И Кунанбай посмотрел на Изгутты, давая ему знать, что пора подниматься. Тот быстро встал, вместе с ним поднялась молодежь – Такежан, Оспан, Габитхан и другие. Абай хотел идти вместе с ними, но отец придержал его, положив руку ему на колено.

– Сын мой, расскажи о том, что ты узнал.

Абай вынул из кармана пачку бумаг с выписками из разных книг, передал Изгутты, прежде чем тот вышел из комнаты.

– В этих бумагах все, что удалось мне найти. Храните их при себе, Изгутты-ага, – сказал Абай.
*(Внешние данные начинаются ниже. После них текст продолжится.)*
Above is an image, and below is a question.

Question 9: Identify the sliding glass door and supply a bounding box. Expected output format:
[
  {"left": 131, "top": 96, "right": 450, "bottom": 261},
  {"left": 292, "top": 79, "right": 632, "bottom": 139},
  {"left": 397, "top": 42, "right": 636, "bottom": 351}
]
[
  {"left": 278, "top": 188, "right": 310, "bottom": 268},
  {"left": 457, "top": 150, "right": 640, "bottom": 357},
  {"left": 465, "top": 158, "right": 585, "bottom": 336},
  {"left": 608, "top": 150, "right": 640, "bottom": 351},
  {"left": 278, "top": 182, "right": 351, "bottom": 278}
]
Затем он решил от имени всех близких, собравшихся здесь, достойно ответить на проникновенные, торжественные слова отца, высказанные им с редкой для него искренностью и от­крытостью:

– Отец, мы выросли в ваших объятиях, но, как это и бывает, слишком большая близость не позволяет увидеть друг друга такими, какие мы есть. Узнавание происходит постепенно, с годами. Невзрачный, сморщенный бутон в положенное ему время раскрывается красивым цветком, который становится

потом зрелым яблоком. Недавние ваши слова – это назидание и благословение нам, молодой поросли, и мы с благодарностью принимаем их. Теперь мы – делами своими и поступками – должны оправдать ваши заботы о нас. - Так сказал Абай, корот­ко и емко, и отец с удовлетворением воспринял его слова.

Изгутты и другие вышли. Кунанбай с Абаем остались сидеть рядом. Отец попросил Абая назвать те крупные города, через которые ему придется проехать. Абай не стал рассказывать слишком подробно о том, что вычитал из книг на разных языках, все равно он не успел бы поведать отцу о тех странах, через которые лежал путь, о народах, населяющих эти страны, об их обычаях и занятиях в трудовой жизни. За неимением времени, не стал подробно рассказывать и о начале пути через казахские степи, ибо в Каркаралинске к отцу должен был присоединиться халфе[1] Ондирбай, который хорошо знал дороги через степь, ведущие в сторону священной земли. До Ташкента паломники будут ехать по своим землям, среди казахов, дальше пойдут города Самарканд, Мерв, Мешхед, Исфагань и Абадан. Потом им придется ехать через Аравийские пустыни или, в обход их, плыть кружным путем на кораблях, и высадиться уже недалеко от Мекки. Этот второй путь, выбранный по книгам, представ­лялся Абаю самым коротким и удобным.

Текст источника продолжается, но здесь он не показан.